L’erreur avait été faite, mais Aster m’avait conseillé de ne pas trop rester fixée là-dessus si j’avais vraiment envie de me réconcilier avec mon père. Alors je préférai parler d’autre chose. Notamment de cette sœur et de ce frère que je n’avais jamais connu. Je ne savais même pas à quoi ils pouvaient bien ressembler. En un sens, ça valait peut-être mieux… Je n’étais pas certaine de moi : j’aurais pu très mal réagir en sachant que d’autres me volaient l’attention de Pitch. Peut-être que nous n’étions pas destinés à nous rencontrer et sans doute était-ce mieux ainsi. Ceci dit, cela ne m’empêcherait pas de poser des questions à mon père.
- Je ne sais pas comment le décrire complètement… Soupirai-je. Je ne sais même pas ce que j’éprouve réellement pour lui. C’est juste… Fort.
Et sécurisant. Et totalement terrifiant. Mais je n’allais pas dire ça à mon père n’est-ce pas ? D’autant que même s’il était content pour moi en ce moment, je n’étais pas certaine que ça durerait très longtemps s’il apprenait que la personne qui m’était chère n’était autre qu’Aster, le Lapin de Pâques, l’un des Gardiens. J’étais donc mitigée entre la satisfaction qu’il ne pose pas plus de questions et le regret de voir qu’il capitulait si vite. Encore une fois, je n’étais pas des plus claires sur ce que je voulais vraiment.
- Ah ça… Grognai-je. Si tu rencontres un clown, tue-le sans te poser de questions. Conseillai-je. Moi je ne l’ai pas fait et je suis revenue avec Toby. Pas que je me plaigne vraiment de la présence du gosse, mais cette aventure dans le monde d’en-dessous, c’était perturbant. En plus ça a eu lieu à Noël et du coup je ne peux plus oublier cet épisode. Ça n’a fait que confirmer que je détestais Noël remarque… Racontai-je.

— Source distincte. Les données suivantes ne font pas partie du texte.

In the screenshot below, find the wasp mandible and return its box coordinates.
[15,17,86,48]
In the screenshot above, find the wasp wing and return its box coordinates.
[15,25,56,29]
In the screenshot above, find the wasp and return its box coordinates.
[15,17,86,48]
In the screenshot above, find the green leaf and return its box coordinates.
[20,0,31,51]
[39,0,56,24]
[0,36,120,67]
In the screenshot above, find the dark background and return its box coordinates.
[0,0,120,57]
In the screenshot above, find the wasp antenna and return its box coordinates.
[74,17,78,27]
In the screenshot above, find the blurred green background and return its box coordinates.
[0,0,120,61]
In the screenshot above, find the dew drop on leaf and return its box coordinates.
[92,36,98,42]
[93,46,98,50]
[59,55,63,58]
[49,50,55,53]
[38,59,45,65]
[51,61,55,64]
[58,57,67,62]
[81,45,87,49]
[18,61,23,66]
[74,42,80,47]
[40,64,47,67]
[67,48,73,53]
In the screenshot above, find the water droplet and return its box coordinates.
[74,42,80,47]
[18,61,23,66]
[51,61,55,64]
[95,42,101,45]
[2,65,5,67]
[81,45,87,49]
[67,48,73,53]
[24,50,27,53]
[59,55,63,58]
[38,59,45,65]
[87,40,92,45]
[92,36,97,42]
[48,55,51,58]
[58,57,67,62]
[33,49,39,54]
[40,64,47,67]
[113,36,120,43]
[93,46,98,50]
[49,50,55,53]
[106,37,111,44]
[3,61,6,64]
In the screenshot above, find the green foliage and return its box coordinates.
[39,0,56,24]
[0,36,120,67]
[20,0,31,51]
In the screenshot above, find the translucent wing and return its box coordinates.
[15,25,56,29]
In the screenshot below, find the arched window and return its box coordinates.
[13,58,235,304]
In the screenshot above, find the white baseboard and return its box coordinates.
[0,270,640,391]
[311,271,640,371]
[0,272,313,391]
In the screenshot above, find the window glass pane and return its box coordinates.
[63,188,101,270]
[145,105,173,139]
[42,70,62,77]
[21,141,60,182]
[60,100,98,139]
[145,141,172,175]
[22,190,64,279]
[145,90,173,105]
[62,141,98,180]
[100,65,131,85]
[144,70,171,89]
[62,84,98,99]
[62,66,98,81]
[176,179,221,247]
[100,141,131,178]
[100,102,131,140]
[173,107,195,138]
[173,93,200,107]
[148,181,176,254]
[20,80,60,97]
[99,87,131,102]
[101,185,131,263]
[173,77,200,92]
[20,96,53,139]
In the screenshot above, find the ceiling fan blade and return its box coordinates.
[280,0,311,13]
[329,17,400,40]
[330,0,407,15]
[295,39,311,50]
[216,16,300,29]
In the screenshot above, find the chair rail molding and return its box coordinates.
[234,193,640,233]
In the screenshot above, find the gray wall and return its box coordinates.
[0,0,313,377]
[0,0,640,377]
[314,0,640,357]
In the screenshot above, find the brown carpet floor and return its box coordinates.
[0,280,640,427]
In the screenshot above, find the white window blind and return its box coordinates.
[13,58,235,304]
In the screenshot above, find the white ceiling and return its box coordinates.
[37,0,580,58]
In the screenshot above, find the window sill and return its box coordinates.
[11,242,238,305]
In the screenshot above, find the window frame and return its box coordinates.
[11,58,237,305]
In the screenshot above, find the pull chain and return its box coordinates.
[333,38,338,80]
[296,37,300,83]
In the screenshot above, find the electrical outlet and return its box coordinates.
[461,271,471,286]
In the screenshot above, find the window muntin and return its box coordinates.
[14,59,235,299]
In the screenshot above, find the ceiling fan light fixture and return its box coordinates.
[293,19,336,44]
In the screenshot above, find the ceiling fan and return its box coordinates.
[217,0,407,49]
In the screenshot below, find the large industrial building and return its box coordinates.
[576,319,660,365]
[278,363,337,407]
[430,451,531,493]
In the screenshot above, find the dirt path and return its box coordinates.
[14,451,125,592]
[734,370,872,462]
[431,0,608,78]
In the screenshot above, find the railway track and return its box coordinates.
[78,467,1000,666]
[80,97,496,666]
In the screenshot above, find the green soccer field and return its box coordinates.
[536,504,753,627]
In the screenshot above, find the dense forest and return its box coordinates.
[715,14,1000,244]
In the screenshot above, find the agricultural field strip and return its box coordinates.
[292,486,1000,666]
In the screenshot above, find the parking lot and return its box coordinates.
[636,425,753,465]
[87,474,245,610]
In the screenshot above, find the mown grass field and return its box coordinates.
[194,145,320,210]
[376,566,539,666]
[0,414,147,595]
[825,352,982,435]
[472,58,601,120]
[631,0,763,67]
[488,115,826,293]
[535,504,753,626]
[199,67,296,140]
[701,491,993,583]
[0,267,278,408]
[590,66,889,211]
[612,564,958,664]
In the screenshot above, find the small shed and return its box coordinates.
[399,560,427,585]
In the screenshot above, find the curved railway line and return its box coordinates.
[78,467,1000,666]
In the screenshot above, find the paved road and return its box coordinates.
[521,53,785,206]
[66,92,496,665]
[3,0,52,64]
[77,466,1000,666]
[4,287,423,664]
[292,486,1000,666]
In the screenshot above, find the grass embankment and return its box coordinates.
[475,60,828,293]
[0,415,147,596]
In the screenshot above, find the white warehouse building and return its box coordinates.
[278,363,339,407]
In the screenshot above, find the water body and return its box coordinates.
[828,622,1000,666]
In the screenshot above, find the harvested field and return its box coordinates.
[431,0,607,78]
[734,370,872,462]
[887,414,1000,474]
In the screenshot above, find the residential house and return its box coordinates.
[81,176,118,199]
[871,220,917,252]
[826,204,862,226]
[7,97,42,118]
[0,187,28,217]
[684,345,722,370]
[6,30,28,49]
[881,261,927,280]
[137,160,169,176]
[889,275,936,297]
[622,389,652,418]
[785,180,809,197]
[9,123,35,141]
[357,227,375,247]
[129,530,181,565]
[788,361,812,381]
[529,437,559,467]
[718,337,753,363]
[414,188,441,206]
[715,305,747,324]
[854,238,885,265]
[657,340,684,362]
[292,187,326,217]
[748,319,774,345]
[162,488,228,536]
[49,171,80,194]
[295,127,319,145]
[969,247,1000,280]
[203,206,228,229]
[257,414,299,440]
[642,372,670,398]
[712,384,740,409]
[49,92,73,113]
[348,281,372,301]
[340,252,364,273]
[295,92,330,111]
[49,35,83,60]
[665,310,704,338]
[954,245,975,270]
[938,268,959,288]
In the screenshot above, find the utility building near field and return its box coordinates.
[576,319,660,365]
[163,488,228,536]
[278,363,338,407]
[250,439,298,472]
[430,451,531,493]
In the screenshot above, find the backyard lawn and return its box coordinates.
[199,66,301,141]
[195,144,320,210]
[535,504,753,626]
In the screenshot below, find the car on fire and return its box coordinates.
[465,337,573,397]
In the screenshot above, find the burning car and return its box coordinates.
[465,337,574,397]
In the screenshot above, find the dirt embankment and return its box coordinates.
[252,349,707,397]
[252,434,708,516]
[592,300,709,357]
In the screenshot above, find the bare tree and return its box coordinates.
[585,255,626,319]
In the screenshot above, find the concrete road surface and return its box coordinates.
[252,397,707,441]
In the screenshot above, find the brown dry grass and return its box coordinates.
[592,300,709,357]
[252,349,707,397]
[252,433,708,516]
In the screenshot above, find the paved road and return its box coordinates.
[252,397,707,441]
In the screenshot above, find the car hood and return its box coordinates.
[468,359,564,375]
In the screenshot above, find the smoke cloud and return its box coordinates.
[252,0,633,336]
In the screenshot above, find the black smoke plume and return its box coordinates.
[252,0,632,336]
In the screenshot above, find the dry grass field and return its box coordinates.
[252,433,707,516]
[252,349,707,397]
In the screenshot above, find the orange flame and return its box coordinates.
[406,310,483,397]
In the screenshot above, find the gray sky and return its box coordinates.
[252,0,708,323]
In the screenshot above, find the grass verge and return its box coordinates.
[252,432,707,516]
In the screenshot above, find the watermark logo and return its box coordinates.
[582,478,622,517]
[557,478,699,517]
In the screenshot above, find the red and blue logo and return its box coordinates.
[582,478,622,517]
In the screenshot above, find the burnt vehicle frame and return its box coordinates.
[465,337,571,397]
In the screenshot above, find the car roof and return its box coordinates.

J’allais décider de le croire. Il resterait cette fois si quelque chose de grave devait encore arriver. Restait à voir comment nous pourrions passer du temps ensemble. Et comment il réagirait en rencontrant l’être cher à mon cœur et Toby que je ne savais pas trop comment qualifier. Sans doute un petit frère. Un petit frère alcoolique qui me coûtait cher en gin, mais j’appréciais beaucoup ce gamin alors je continuais à le garder chez moi.